Wild(69)
We went to see the new Bond movie. It was just like old times. The three of us laughing and talking over popcorn and getting shushed by people sitting near us. It was the kind of behavior my mother would frown at, but considering I’d been doing a lot of things lately Mom would frown at, this, comparatively, seemed like a small offense.
After the movie we grabbed a late dinner at Gino’s, splitting an enormous Greek pizza that we devoured with utter abandon. We talked until the staff started cleaning up, signaling us that we needed to leave.
It was a good night. My best friends were happy. It was in their every move and gesture. In the way they smiled. And I knew why. They had found peace in their lives. In Reece and Shaw. Their futures were bright. It was hard not to let the envy creep in. I tried to remember if it had ever been like that for me with Harris. Maybe in the beginning, but we had been so young then. Just sixteen. The light that shined in Pepper’s and Emerson’s eyes . . . I doubt that light had ever been in my eyes.
I was glad we’d gone out and spent time together even if it meant I was returning to Mulvaney’s after ten P.M. during peak hours and I happened to see Logan’s Bronco in the parking lot, so I knew he was working. The risk had been worth it. And I couldn’t hide forever. Not to mention it wasn’t very adult of me.
So we’d had a fling. People do that. It happens. But it never happens to you. Squaring my shoulders, I stepped inside the noisy bar and sucked in a breath.
I was going to see him again. That was a given. He was Reece’s brother. Determined to get over it, I pushed through the crowd lining up to place their orders at the counter. Still no glimpse of Logan, and there was an ache in my chest that felt a little like disappointment over that fact. I gave myself a swift mental kick, realizing that as much as I didn’t want to see him . . . I did.
I made it into the kitchen. I was in the clear. Sighing, I rolled my shoulders, forcing myself to relax.
That’s when I saw him.
He rounded the counter and stopped hard. A few feet separated us. He held a tub of clean glasses, and his biceps strained in a way that made me remember his strength . . . the ease in which he held me up in the shower. I was pretty average in size, no little thing like Emerson, but he had made me feel dainty.
“Hey,” I blurted, my voice a little too high.
“Hey,” he returned, his reply slower, his deep baritone sliding over me. Everything in me responded, my skin tingling and reacting with a sharp shiver.
“Congratulations. I heard you graduated.”
He nodded. “Yeah.”
I wet my lips, wanting to ask him more. Everything. I wanted to know everything about him and his plans for the summer and beyond. I gave myself a mental slap. Get a grip, Georgia. This wasn’t ending with happily ever after.
“Did you do anything special?”
Why was I still talking?
He snorted, his sexy lips twisting into a self-effacing grin. “Yeah.
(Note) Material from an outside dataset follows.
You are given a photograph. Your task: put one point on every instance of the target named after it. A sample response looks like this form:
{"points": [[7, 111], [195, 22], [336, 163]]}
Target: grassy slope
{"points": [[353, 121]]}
Reece and Pepper took me to dinner and then I went home and peeled my old man off the floor where he had passed out.”
He uttered it so matter-of-factly, his blue gaze flat. This was his life. He wasn’t looking for pity. In fact, I knew he would hate that, but I still couldn’t stop myself from reaching out and touching his arm.
His forearm contracted under my fingers. “Don’t,” he warned softly, glasses clinking as he adjusted his grip on the tub. “Don’t touch me and expect me not to touch you.”
I dropped my hand to my side, my heart beating wildly in my chest. Of course, those contrary feelings that always hit me around him resurfaced. Run, stay, run, stay.